Luigi Sbarra.
Guarda ben oltre il 26 aprile e le riaperture il neosegretario generale della Cisl Luigi Sbarra, che immagina già una stagione favorevole a un grande “patto sociale” per superare la crisi. Un accordo che richiama quello voluto dal Governo Ciampi nel 1993, per superare la grave congiuntura economica di allora. «Questo è il tempo per avviare riforme strutturali, dalla Pubblica amministrazione al fisco; è tempo di una rinnovata concertazione tra i grandi soggetti collettivi, il Governo e le Regioni, per negoziare un nuovo patto sociale che metta al centro crescita, lavoro, innovazione, contrasto alle diseguaglianze, a iniziare da quella tra Sud e Nord del Paese», afferma il leader sindacale, che azzarda un altro parallelismo storico, stavolta con la Germania del post-muro di Berlino: «Il premier Draghi può rappresentare ciò che è stato il cancelliere Helmut Kohl nel 1990, con l’unificazione delle due Germanie».
Tornando al 26 aprile, che cosa rappresentano queste riaperture?
«Vorremmo davvero ricordarlo negli anni futuri come il primo giorno della liberazione dal virus, dopo un anno che ha avuto effetti economico-sociali nefasti, paragonabili solo a quelli di una grande guerra».
Per non tornare più indietro cosa si dovrà fare?
«Avere prudenza, pragmatismo e realismo. Prudenza per capire che non siamo di fronte a un “liberi tutti”; pragmatismo, cioè rilanciare gli investimenti puntando alla crescita, scongiurando le inutili guerre ideologiche tra “aperturisti” e “rigoristi”, che significa non ssarci sulle date o sugli orari (leggi polemica sull’inizio del coprifuoco, ndr), ma ragionare sui dati epidemiologici; realismo, infine, ossia convincerci che dovremo ancora convivere con il Covid per un certo tempo e, dunque, per abbattere gli effetti sanitari occorre solo accelerare e completare il piano vaccinale, dando priorità ad anziani e persone fragili, per avviare subito dopo le somministrazioni nelle aziende, come da protocollo d’intesa già siglato dalle organizzazioni sindacali e datoriali e condiviso dal Governo».
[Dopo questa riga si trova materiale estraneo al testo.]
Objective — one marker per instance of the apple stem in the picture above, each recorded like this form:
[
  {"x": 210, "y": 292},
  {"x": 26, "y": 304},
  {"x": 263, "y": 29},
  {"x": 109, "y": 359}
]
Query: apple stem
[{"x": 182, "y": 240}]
Veniamo all’emergenza occupazionale: la pandemia ha “mangiato” quasi un milione di posti di lavoro.
«Sappiamo che il lavoro debole, il più colpito dalla crisi pandemica, è quello giovanile e quello femminile. Cosa ancor più grave è che sette lavoratori su dieci che hanno perso l’occupazione sono caduti nel pozzo degli “inattivi”, cioè di quelli che non cercano più il lavoro dentro i circuiti istituzionali. E cercarlo per vie informali rischia di alimentare l’economia sommersa e lo sfruttamento. A queste persone dobbiamo dare risposte. E la soluzione alla crisi non può essere aprendo ad altri licenziamenti, come il decreto Sostegni vorrebbe permettere dal primo luglio in poi. Occorre mettere in moto crescita e investimenti nelle infrastrutture materiali e immateriali, nell’innovazione e digitalizzazione, nella sostenibilità ambientale e in una nuova politica industriale, nelle politiche sociali. Oggi abbiamo le risorse necessarie».
È per questo che avete chiesto a Draghi e al ministro del Lavoro Andrea Orlando la proroga del blocco dei licenziamenti. Fino a quando?
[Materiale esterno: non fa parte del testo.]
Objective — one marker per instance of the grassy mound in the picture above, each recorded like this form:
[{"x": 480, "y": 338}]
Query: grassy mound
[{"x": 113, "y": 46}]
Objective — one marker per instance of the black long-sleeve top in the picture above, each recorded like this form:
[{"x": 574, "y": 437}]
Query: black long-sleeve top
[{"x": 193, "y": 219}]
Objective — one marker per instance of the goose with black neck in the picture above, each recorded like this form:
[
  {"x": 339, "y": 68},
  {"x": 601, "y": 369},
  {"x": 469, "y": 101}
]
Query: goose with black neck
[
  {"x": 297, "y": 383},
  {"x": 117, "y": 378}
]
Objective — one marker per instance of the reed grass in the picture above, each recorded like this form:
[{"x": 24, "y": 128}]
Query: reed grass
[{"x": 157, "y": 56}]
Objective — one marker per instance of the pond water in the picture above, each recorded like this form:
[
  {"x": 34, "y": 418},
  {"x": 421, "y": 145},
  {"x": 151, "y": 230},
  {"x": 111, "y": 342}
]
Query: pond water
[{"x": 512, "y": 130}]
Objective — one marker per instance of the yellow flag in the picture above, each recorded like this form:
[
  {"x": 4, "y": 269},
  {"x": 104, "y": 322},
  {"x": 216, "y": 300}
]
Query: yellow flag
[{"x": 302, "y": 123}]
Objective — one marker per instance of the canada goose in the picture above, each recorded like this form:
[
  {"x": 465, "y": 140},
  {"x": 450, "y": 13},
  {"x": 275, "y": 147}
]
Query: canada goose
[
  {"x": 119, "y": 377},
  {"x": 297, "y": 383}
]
«Almeno fino a fine ottobre per tutte le categorie. Ma di pari passo si dovrà procedere spediti verso la riforma degli ammortizzatori sociali, il rilancio delle politiche attive, il finanziamento dei contratti di solidarietà e delle misure del sostegno al reddito e, infine, investire sulla formazione. Solo in questo modo eviteremo che all’indomani della fine del blocco si determinino shock occupazionali ed enormi traumi sociali. Certo, la proroga non potrà essere sine die, ma al momento siamo ancora nel pieno dell’emergenza sanitaria e non abbiamo ancora allestito quel set di misure necessarie ad attutire i contraccolpi sociali che ne deriverebbero. Basti pensare che al ministero dello Sviluppo economico sono aperti più di 110 tavoli di crisi aziendali che coinvolgono nel complesso circa 150 mila lavoratori. Abbiamo apprezzato la recente decisione del Governo di sbloccare 58 opere pubbliche, ferme da anni, con la nomina di 29 commissari: è un segnale forte al Paese».
Che Primo maggio festeggeremo?
«L’Italia si cura con il lavoro: questo è il messaggio che lanceremo il Primo maggio, festa dei lavoratori. Prima ci libereremo dal Covid, prima restituiremo fiducia e speranza alle persone e al mondo del lavoro italiano».